At this time, if the tapioca starch obtained in the first step is less than 180 meshes, the particles may be too fine to make a uniform tapioca squeeze product without defects, but since the particle size is too small, It is inefficient because it increases.

On the other hand, when the tapioca starch exceeds 200 mesh, the particles are too large to smooth the tapioca squeeze, so that the tapioca starch preferably has a size of 180 to 200 mesh.

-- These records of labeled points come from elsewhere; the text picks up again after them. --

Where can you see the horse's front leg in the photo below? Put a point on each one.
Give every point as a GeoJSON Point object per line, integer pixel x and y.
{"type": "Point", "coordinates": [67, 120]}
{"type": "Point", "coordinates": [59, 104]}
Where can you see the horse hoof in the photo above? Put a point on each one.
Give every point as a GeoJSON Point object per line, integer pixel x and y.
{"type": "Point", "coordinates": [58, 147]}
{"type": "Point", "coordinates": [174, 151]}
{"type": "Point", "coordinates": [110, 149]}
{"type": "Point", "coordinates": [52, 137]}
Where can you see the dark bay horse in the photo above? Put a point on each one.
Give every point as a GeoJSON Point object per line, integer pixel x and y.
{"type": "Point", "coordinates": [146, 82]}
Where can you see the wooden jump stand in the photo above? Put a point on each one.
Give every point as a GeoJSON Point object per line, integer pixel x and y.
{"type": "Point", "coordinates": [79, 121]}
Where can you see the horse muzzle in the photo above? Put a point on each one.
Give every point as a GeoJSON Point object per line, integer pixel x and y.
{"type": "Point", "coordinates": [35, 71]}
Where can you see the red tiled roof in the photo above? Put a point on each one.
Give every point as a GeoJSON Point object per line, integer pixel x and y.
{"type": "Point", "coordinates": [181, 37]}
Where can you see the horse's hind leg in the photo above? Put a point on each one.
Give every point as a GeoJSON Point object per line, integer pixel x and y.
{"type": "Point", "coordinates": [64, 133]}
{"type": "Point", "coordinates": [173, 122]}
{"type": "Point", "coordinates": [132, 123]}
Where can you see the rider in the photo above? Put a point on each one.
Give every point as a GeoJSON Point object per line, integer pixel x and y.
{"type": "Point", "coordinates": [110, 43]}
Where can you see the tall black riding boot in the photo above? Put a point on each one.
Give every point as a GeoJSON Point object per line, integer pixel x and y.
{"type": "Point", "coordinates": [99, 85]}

To summarize, the tapioca starch obtained by precipitating tapioca powder in an aqueous sulfurous acid solution at a concentration of 0.25 to 0.3% for 30 to 50 hours (preferably 48 hours) is a starch which is a vegetable starch and has a very high viscosity, The drying speed is slower than that of the viscous solution, and the elasticity and toughness are further improved.

Next, the second step is a step of drying the obtained tapioca starch, and then supplying the compressed tapioca starch to the compactor 100 to obtain a compressed tapioca product. (S20)

That is, the second step is to dry the tapioca starch after immersing it in a sulfurous acid aqueous solution, and then to supply the compressed tapioca starch to the compactor 100 and compressing the compressed tapioca starch.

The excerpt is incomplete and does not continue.